As for permalinks not ranking higher... well, technically speaking, a permalink does not mean "a URL with the post title included" by definition, but a lot of people consider the two to be the same thing. If you search Google you'll see that the words you search for are shown in bold in the search results. Words can be bold if they're in the page title, the page description, or the address of the page. You can still be found on search engines without post titles in your links, but it seems like you're more likely to be found if you have links with titles in them. Nothing is a guarantee though, of course, what with so many sites being on the web.
Thanks for the comments. :)
You're spot on about the naming of images and image descriptions. I know I'm guilty of just sticking one into posts without even bothering with creating a descriptive file name, let alone the alt tag. You've reminded me I need to be more dedicated to the finer details ;)
Hi Amy, thanks for the comment. The filename doesn't show up in my file download script - it is just file_download.php?id=1 - so I could improve that. The ALT attribute is very important. Definitely one to include. :)
Very informative post. Can you tell me how you switch your pages, from
www.yoursite.com/blog.php?id=1
to
www.yoursite.com/blog/what-is-search-engine-optimisation
Does web server see the second solutions as folder? Or you make folder and then default page with params?
Best regards,
Ukion
Hi ukion, thanks for commenting.
That was really just an example. What I have running on my site is as follows.
Non-optimised URL:
http://www.benbarden.com/view_article.php?id=1025
Optimised URL:
http://www.benbarden.com/view.php/article/1025/what-is-search-engine-optimisation-seo
Optimised URLs are built into the system I use - Majestic - which I wrote myself.

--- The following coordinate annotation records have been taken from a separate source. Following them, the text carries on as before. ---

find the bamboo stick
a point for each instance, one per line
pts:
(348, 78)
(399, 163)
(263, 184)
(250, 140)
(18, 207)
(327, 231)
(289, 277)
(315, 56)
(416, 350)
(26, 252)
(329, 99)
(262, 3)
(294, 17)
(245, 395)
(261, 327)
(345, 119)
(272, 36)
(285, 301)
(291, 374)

Basically, view.php looks at the URL and takes the following information:
- content type: one of article, file, area or user
- unique ID: in this case, the ID of the article
- title: the title of the page with special characters removed, spaces converted to hyphens, and all letters converted to lowercase
It is possible to do this without the view.php in the URL, but that would require modifying an .htaccess file. I'd rather keep it as simple as possible, so I removed this step. The result is that the URL has view.php in it, but I think it's a fair compromise.
I don't think Blogger/Blogspot allows you to do this. If you're interested in Majestic, please follow the above link for more information. There's a 60% discount if you move to Majestic from a hosted blog (e.g. Blogspot).
Hope this helps. :)
This is an excellent beginner's guide. I have a few people in mind I want to share this with. :) And, I learned some things too!
Thanks, Katherine! :)
Hi,
I really liked this article. For the first time someone has explained what the acronym SEO stands for... well maybe you're not the first but the first I've come across. :)
Didn't know the stuff about headers, and my titles could use some work but at least I've optimised the urls and use image descriptions.